There are a number of better options to try, including expanding the Inter District School Choice Program.

"To me, if parents/taxpayers are happier in charters, why not give them the choice?"
And, to you, what about the kids left behind in schools with higher concentrations of more expensive to educate kids, with less resources to do so? Hmmm, what about those kids?

I think we have a very different understanding of the word "progressive."


[ Parent ]
"Jazzman = special interest with financial motive !! (0.00 / 0)
But, see, you are drinking the non-progressive Jazzman koolaid, from whatever mysterious bad taste his mysterious charter school employment left in his mouth. Simply, the OSA as currently proposed leaves MORE money in the sending school system per child. The kids "left behind" have MORE money and resources to educate them. How are you defining "harder to educate"? Special ed is a separate funding mechanism. Smart, less smart, difficult, easy...as long as they hit the poverty standard ALL children can choose to enter an OSA lottery. If anything, as is documented in Florida, the struggling and more difficult children are the ones whose parents CHOOSE to try something else. Make sense?

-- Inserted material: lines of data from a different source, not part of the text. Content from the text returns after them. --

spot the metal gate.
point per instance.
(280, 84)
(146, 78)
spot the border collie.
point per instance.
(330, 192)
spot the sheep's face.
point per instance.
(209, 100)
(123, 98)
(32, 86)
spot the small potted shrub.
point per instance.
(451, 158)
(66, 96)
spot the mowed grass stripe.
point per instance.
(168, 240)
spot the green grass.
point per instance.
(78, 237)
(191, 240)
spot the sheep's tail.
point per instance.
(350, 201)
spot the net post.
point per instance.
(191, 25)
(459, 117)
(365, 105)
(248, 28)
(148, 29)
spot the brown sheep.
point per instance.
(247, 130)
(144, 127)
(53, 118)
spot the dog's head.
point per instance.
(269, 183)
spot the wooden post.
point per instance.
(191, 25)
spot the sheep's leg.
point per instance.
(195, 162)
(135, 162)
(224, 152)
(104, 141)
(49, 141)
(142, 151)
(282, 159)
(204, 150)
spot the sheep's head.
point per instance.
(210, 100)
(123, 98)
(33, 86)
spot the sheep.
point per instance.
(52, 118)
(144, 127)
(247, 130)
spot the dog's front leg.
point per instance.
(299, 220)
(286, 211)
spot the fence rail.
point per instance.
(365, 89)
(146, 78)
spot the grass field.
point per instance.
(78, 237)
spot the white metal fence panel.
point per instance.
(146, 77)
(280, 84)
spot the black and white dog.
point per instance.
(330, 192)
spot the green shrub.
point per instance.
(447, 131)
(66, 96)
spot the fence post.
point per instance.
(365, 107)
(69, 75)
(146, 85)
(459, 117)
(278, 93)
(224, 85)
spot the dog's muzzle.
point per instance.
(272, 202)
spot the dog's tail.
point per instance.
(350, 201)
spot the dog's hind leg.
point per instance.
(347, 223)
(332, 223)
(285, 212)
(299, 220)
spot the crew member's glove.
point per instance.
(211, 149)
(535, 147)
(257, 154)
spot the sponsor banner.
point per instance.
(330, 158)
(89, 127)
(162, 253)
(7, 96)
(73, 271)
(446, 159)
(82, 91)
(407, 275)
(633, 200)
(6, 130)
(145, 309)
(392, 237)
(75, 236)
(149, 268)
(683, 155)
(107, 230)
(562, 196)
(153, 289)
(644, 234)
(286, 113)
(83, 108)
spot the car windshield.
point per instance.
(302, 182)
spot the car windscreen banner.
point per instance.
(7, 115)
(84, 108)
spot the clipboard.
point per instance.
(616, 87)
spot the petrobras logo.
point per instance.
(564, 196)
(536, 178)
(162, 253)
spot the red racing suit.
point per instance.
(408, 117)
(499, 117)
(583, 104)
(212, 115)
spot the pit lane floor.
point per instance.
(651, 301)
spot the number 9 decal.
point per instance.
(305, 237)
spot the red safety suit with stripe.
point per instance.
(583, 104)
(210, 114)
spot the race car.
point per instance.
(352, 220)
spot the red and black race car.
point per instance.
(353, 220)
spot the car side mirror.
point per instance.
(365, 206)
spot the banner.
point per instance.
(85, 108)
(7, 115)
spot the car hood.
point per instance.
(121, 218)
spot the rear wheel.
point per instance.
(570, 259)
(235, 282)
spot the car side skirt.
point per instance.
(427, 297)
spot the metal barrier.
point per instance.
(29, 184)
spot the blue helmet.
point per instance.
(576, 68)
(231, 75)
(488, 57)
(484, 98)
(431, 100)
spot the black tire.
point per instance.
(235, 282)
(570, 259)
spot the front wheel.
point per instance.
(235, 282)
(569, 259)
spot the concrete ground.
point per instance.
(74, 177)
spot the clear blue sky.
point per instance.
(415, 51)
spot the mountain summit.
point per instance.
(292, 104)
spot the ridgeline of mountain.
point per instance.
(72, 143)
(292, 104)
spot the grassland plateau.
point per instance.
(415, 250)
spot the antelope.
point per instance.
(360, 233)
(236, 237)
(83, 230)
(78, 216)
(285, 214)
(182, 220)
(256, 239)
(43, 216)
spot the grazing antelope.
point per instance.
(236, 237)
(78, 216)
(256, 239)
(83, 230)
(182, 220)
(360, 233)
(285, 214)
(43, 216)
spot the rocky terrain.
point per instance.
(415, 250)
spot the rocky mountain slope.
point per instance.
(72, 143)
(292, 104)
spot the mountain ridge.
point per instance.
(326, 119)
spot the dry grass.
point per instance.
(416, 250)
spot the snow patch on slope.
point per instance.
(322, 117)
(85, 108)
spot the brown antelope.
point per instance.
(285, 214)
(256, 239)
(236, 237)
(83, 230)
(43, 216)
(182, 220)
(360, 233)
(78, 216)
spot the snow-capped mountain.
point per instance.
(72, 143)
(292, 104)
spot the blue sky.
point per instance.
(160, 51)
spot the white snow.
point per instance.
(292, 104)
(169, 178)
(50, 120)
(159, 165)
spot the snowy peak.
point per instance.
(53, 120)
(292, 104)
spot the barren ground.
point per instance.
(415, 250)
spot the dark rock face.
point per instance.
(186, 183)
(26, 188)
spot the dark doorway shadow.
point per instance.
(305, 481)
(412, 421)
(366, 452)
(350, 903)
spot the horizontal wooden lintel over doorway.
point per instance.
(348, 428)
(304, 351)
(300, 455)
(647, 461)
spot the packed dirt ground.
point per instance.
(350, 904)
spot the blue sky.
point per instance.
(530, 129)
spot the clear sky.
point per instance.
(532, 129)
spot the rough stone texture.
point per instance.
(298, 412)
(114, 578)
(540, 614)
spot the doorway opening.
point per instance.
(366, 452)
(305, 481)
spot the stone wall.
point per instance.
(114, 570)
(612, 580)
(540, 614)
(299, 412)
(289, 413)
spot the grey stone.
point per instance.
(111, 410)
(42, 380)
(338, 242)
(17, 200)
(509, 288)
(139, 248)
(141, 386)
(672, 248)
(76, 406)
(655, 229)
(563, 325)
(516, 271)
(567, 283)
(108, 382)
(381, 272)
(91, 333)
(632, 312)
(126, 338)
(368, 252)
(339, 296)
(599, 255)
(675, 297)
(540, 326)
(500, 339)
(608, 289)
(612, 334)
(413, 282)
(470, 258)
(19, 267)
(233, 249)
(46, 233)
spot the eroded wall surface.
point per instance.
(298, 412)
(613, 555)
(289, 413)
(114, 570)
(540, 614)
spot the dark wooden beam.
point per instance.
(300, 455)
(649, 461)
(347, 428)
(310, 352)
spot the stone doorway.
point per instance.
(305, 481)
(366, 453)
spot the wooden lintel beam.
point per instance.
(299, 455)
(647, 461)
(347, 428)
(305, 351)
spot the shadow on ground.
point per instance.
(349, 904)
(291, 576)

Charters and vouchers have enjoyed success in many places, and almost universally to higher parent satisfaction and less cost to taxpayers. Simply continually repeating they fail does not make it the truth.

To progressive types as myself who want to see our less advantaged familes move ahead and enjoy the same school choice civil rights the affluent class does, it is very frustrating to have charter/private school haters publish things like this column. The tiniest metrics of a voucher program can be teased out and spun and bullhorned to make them look like some systemic conceptual failure. Yet the simple efficacy of a teacher, meticulously measured through each student's tested and graded performance, is an unsolveable mystery for the improvement of education instruction, if you are to believe Jazzman (NJEA member with a wallet to protect). Progressive to me means ignoring special interests with financial motives, and concentrating on society.
Progressives want a better life for our less affluent children. The current system is failing New Jersey inner city kids -- not now, but for decades. The NJEA's answer is that 94 percent of the system is swimming just fine, so ignore those six percent who are drowning. Now, suddenly, out of the blue, the NJEA this summer decides there is a problem, and comes forward with merit pay, tenure reform and teacher evaluation reform bills. Okay! Acknowledgement of a problem!! So, when are those deckchair on the Titanic reforms going to actually improve inner city schools? 2030? 2050?

We have successful schools in these neighborhoods now. Let's save kids in 2012.